The question asks the following. Find all numbers $n$ such that when you divide $n^2$ by $9$, you get a remainder of $2$.
If two numbers $a$ and $b$ differ by a multiple of $9$, then $a^2$ and $b^2$ have the same remainder on division by $9$. So you need only examine the candidates $n=0$, $n=1$, and so on up to $n=8$. Thus, effectively there is a smallish number of candidates. We might as well examine them all.
Try $n=0$. Then $n^2=0$. The remainder on division by $9$ is $0$, not $2$.
Try $n=1$. Then $n^2=1$. The remainder on division by $9$ is $1$, not $2$.
Try $n=2$. Then $n^2=4$. The remainder on division by $9$ is $4$, not $2$.
Try $n=3$. Then $n^2=9$. The remainder on division by $9$ is $0$, not $2$.
Try $n=4$. Then $n^2=16$. The remainder on division by $9$ is $7$, not $2$.
Continue calculating. You will find that the remainder is never equal to $2$.

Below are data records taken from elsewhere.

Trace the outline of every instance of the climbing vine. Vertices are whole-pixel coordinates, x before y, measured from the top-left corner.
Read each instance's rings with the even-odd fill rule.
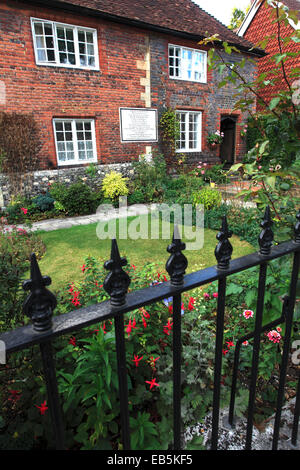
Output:
[[[180,126],[175,109],[168,108],[164,111],[160,118],[159,125],[165,157],[167,161],[169,159],[173,160],[176,151],[176,141],[180,134]]]

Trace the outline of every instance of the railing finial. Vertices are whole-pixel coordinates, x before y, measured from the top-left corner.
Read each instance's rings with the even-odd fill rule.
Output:
[[[217,240],[219,243],[215,248],[215,257],[218,261],[218,269],[227,269],[229,267],[231,255],[232,255],[232,245],[229,238],[232,237],[232,231],[228,229],[227,217],[226,215],[222,218],[222,228],[217,234]]]
[[[53,310],[57,305],[55,295],[46,289],[51,284],[49,276],[42,276],[36,256],[30,257],[30,277],[23,282],[23,289],[30,290],[30,294],[23,304],[23,313],[28,316],[36,331],[51,329]]]
[[[297,222],[294,228],[295,242],[300,243],[300,209],[298,211],[298,214],[296,215],[296,219],[297,219]]]
[[[261,222],[260,226],[262,227],[262,231],[260,232],[258,243],[260,246],[260,254],[261,255],[269,255],[271,253],[272,242],[274,239],[274,234],[271,229],[273,225],[271,219],[271,211],[270,207],[267,206],[264,214],[263,221]]]
[[[126,302],[126,294],[130,284],[130,277],[123,271],[126,266],[126,258],[121,258],[117,241],[111,242],[111,259],[104,263],[104,268],[110,271],[103,282],[103,288],[110,295],[110,303],[113,307],[120,307]]]
[[[182,253],[183,250],[185,250],[185,243],[180,239],[178,226],[174,225],[172,243],[167,247],[171,256],[166,263],[166,271],[170,275],[173,286],[181,286],[184,281],[188,261]]]

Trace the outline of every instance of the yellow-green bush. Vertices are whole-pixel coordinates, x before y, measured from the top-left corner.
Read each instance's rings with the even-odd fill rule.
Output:
[[[117,173],[116,171],[111,171],[105,175],[102,181],[104,197],[116,201],[120,196],[127,196],[127,181],[128,178],[125,178],[121,173]]]
[[[203,204],[205,210],[219,207],[222,202],[222,194],[217,189],[203,188],[193,194],[193,204]]]

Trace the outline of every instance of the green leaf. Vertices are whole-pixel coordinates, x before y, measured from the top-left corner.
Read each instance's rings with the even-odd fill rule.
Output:
[[[262,155],[264,153],[264,151],[266,150],[266,147],[267,145],[269,144],[269,141],[268,140],[265,140],[259,147],[258,149],[258,153],[259,155]]]
[[[232,165],[230,167],[230,170],[229,171],[237,171],[239,168],[241,168],[241,166],[243,166],[243,163],[236,163],[235,165]]]
[[[240,294],[241,292],[243,292],[243,290],[244,289],[242,286],[238,286],[237,284],[234,284],[233,282],[231,282],[226,289],[226,294],[227,295]]]
[[[272,111],[274,108],[276,108],[276,106],[278,105],[279,102],[280,102],[280,98],[278,96],[276,98],[273,98],[270,101],[269,109]]]
[[[276,176],[268,176],[266,178],[266,183],[272,188],[275,189]]]
[[[277,56],[275,56],[275,61],[276,61],[276,64],[278,65],[279,62],[281,62],[283,59],[285,59],[287,56],[286,53],[283,53],[283,54],[279,54]]]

There are shortcuts. For example, look at $(9-x)^2=81-18x+x^2$. This has the same remainder on division by $9$ as $x^2$. The numbers $n$ that I have not made explicit calculations for above are $n=9-4$, $9-3$, $9-2$, and $9-1$. Since we have checked that $4$, $3$, $2$, and $1$ don't work, we know without calculating that $5$, $6$, $7$, and $8$ can't work.
If instead of $9$ we had a largish number like $105$, we would certainly not want to examine, one by one, all possibilities. In that case the very nice approach by Jack D'Aurizio would lead us very quickly to the answer.